In the foreseeable future, more technologies will utilize quantum mechanics. These technologies may include devices that use quantum information as input and output data, which require careful verification due to inherent uncertainty. If the output of the device depends on past inputs, validation becomes more challenging. For the first time, researchers have utilized machine learning to greatly improve the validation efficiency of time-dependent quantum devices by incorporating certain memory effects present in these systems.

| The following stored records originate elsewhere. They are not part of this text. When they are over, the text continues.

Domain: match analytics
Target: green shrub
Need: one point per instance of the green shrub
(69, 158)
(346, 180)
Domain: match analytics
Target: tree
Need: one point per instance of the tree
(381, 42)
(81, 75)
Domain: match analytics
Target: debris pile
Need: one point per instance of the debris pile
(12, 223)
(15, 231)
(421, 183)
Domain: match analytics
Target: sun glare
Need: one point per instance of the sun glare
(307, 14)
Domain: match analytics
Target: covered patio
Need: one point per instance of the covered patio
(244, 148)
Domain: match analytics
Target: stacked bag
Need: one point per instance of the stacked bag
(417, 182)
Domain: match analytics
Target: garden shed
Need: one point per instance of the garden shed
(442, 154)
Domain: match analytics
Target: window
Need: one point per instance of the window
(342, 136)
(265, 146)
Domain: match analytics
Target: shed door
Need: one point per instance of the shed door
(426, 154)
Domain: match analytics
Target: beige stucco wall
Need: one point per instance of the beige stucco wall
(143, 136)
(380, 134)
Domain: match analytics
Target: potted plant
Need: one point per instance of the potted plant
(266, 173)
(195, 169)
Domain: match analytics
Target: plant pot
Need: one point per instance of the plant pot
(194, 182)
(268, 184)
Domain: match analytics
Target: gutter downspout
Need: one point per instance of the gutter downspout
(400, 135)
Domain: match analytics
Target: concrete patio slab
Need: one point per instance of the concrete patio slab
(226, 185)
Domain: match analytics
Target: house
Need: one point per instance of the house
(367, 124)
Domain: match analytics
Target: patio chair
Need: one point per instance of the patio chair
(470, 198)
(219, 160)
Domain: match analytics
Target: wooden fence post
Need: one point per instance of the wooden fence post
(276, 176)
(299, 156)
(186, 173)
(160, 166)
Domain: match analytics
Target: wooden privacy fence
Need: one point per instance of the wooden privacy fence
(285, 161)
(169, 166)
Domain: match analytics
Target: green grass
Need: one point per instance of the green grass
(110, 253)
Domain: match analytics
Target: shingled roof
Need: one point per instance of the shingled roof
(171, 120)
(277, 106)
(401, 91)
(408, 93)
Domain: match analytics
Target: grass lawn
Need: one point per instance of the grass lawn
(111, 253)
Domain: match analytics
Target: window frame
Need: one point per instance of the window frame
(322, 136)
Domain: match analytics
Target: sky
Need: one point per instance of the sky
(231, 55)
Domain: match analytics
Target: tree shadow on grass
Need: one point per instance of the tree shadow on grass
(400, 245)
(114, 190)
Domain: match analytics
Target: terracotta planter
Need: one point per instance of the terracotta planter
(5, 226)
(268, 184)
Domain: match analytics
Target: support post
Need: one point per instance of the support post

Quantum computers have made headlines in scientific media, but most experts believe that these machines are still in their early stages. However, a quantum internet may be closer to what it is now. Compared to our current internet, this will provide significant security advantages, as well as other aspects. But even so, it will still rely on technologies that have not yet seen dawn outside the laboratory. Although many fundamental principles that can create our quantum internet devices may have been studied, there are still many engineering challenges to implement these products. But many studies are underway to create tools for designing quantum devices.

Quoc Hoan Tran, a postdoctoral researcher from the Graduate School of Information Science and Technology at the University of Tokyo, and Associate Professor Kohei Nakajima, have developed a tool that they believe can make verifying the behavior of quantum devices more effective and precise than currently available. Their contribution is an algorithm that can reconstruct the working principle of time-dependent quantum devices by simply learning the relationship between quantum inputs and outputs. This method is actually very common when exploring a classical physical system, but the storage of quantum information is generally challenging, which often makes it impossible to achieve.

Tran said: The technique of describing a quantum system based on input and output is called quantum process tomography. However, many researchers now report that their quantum systems exhibit some kind of memory effect, where the current state is influenced by the previous state. This means that simple checks of input and output states cannot describe the time-dependent nature of the system. You can repeatedly establish a system model after each time change, but This will be extremely inefficient in calculation. Our goal is to accept this memory effect and apply it to our strengths, rather than using brute force to overcome it.

Tran and Nakajima turned to machine learning and a technique called quantum storage computing to establish their new algorithm. This can learn the time-varying input and output patterns in quantum systems, and effectively guess how these patterns will change, even before the algorithm has witnessed them. Due to the fact that it does not require knowledge of the internal workings of quantum systems like more empirical methods, but only requires knowledge of inputs and outputs, the team's algorithm can be simpler and produce results faster.

Tran said, "Currently, our algorithm can simulate a certain quantum system, but the assumed devices may vary greatly in processing power and have different memory effects. Therefore, the next stage of research will be to expand the capabilities of our algorithm, basically making some things more universal and useful. I am excited about what quantum machine learning methods can do and the hypothetical devices they may lead to.".